The question that doesn't wait long
In my life as a psychiatrist and psychotherapist, I have heard this question in various forms: “Who am I?” Sometimes it is asked by a woman who has lived her whole life to be “someone’s daughter” or “someone’s wife.” Sometimes it is asked by a tired man who has never been himself, only “the strong man of the neighborhood,” the role assigned to him first by his family and then by the world. This question is never gentle. It is cutting, sometimes like a knife. And the world does not wait for your answer: if you do not speak, it puts a mask on your face.
Sticky mask
In therapy, the mask begins to appear as something harmless: a repetitive behavior, a word that is not yours or a smile that keeps you in suspense. But you soon realize that the mask is no longer just on your face, it is attached to your skin. And then a void is created. In therapy, I have seen eyes that light up for a moment, when a person realizes that they have lived their whole life with the identity that the world has given them, and along with that light, I have also seen the pain that this discovery brings.

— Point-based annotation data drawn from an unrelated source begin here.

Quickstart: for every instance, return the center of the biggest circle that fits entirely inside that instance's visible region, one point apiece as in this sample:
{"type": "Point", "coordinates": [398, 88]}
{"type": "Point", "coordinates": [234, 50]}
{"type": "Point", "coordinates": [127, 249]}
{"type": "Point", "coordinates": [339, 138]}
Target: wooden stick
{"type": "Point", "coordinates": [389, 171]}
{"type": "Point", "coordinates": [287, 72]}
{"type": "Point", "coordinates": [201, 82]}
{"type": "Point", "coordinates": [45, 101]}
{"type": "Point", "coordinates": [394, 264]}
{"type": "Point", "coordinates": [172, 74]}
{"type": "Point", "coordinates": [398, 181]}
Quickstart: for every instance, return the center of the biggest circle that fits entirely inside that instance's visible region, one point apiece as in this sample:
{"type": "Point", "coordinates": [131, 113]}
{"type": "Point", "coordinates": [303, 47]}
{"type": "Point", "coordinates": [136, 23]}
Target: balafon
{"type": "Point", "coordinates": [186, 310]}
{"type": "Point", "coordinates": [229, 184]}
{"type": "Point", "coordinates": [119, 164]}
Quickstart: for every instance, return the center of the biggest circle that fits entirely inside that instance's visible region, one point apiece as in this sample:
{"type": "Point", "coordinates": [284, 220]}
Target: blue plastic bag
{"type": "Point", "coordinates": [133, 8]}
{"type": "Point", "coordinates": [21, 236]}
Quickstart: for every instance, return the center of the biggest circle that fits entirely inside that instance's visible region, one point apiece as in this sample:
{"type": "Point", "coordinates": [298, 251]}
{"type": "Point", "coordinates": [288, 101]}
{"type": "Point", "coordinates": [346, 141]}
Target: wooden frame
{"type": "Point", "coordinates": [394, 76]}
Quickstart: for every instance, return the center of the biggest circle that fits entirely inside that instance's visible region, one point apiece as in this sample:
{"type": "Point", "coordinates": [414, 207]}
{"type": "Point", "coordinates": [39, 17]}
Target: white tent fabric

Albania and distorted mirrors
In our country, this wound is even more acute. Our history has been a history of being labeled by others: dictatorships that told you who you should be, modern-day power that often puts you in a category to control you, emigration that gives you a new name, an identity that is not entirely yours. It is like always living in front of a distorted mirror. And sometimes, instead of asking “Who am I?”, you accept the version you see there.
The courage to be yourself
But this is also our greatest chance: not to remain prisoners of the mirror of the world. In my therapy room, I often think about how difficult this courage is: to take off the mask, to see your face, to accept the wounds, the fears, the history. But only there does freedom begin. Not the abstract freedom of political speeches, but the intimate freedom of the person who says: “This is me, with my light and my shadow.”
A personal reflection
Like everyone, I have often felt the pressure of the world to tell me who I am. Politics, public opinion, even the expectations of those around me. It is a daily battle to not let this voice become louder than my inner voice. And this battle, each of us can and must fight alone.
Perhaps there is no older question than the one that confronts us with the world and ourselves: “Who am I?”
At the end of the day, it is not a matter for philosophers, nor psychoanalysts, nor politicians. It is a matter for every person who looks in the mirror and asks themselves if what appears there is their own face or the mask that the world has given them. And perhaps the greatest courage is not having a complete answer, but not allowing others to give us a false one.